La ténacité de Sandya Eknaligoda a amené les autorités à ouvrir de nouvelles investigations qui ont permis de mettre au jour des éléments indiquant que des membres des services du renseignement militaire ont été impliqués dans la disparition de son époux. À ce jour, elle s’est rendue au moins 90 fois devant les tribunaux depuis qu’elle a porté plainte. Son combat est loin d’être terminé.

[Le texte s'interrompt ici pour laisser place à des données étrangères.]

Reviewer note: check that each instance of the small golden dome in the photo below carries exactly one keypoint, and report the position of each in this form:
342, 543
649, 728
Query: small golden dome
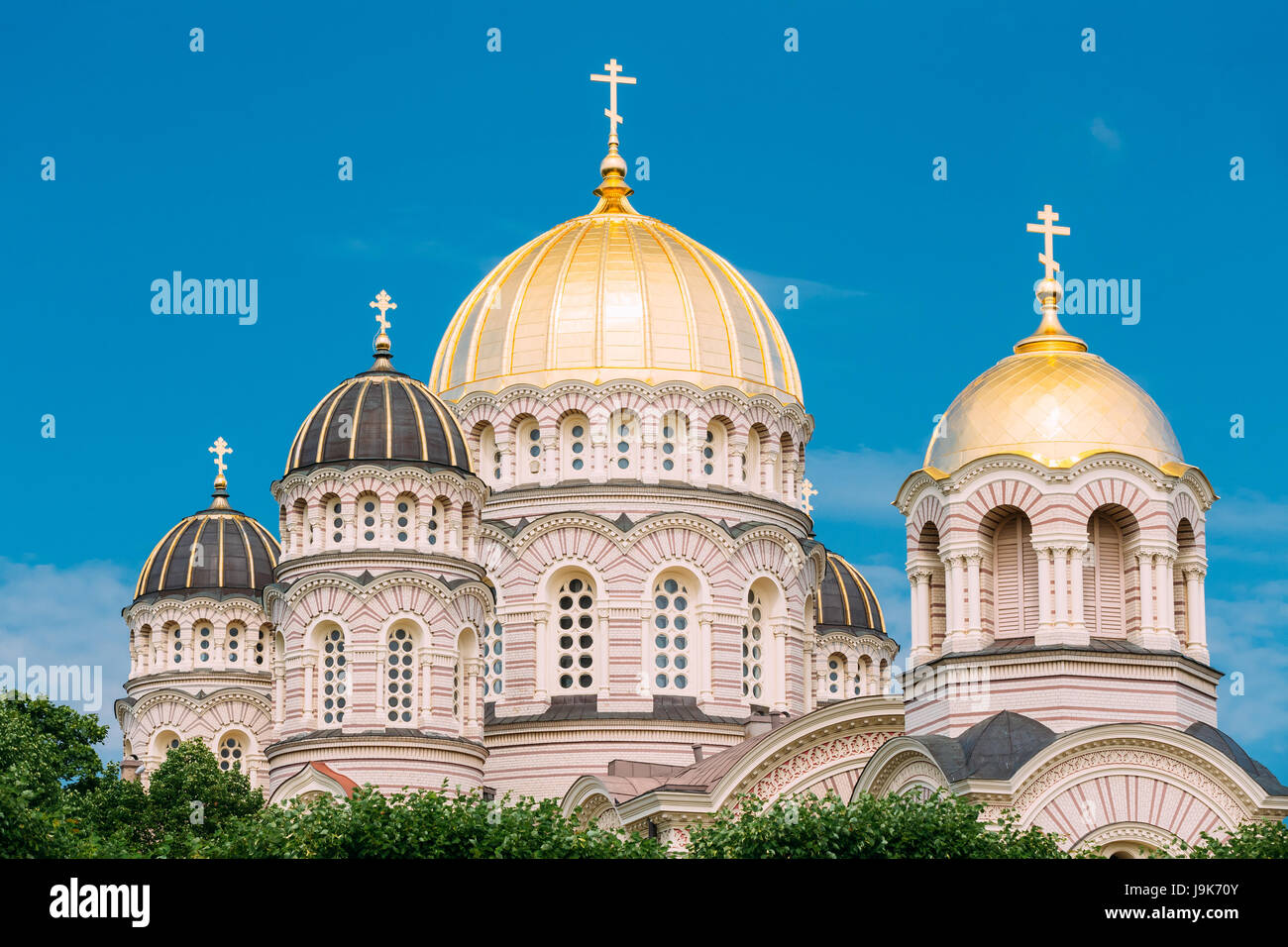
1052, 402
610, 295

À l’instar de Sandya Eknaligoda, Sithy Ameena, Vathana Suntharajaj et des autres femmes présentées dans notre rapport, les familles des disparus savent ce qu’elles veulent et ce dont elles ont besoin. Si le Sri Lanka veut rompre avec son passé violent, les législateurs doivent placer au cœur du processus de justice de transition les demandes des victimes qui réclament des mesures fermes et efficaces pour obtenir justice, vérité, réparations et garanties de non-répétition.

Il n’est plus question de savoir si ce sera fait, mais quand. Près de huit ans se sont écoulés depuis la fin de la guerre civile au Sri Lanka. Pourtant, le gouvernement demande au Conseil des droits de l’homme de l’ONU deux années supplémentaires pour enquêter sur les crimes de guerre présumés, ainsi que sur les disparitions forcées. Traiter les atteintes aux droits humains commises par le passé prend du temps, mais tout retard ne fera qu’aggraver la souffrance qu’endurent déjà de nombreux Sri-Lankais.

Lorsque j’ai rencontré le Premier ministre Wickramasinghe, celui-ci m’a assuré que le conseil des ministres débat d’une feuille de route pour mettre en œuvre un processus d’obligation de rendre des comptes. Afin de restaurer la confiance de la population, de montrer que la justice est en bonne voie et qu’ils sont déterminés à agir, ils doivent s’engager sur un calendrier et le rendre public. Les victimes ne peuvent plus attendre.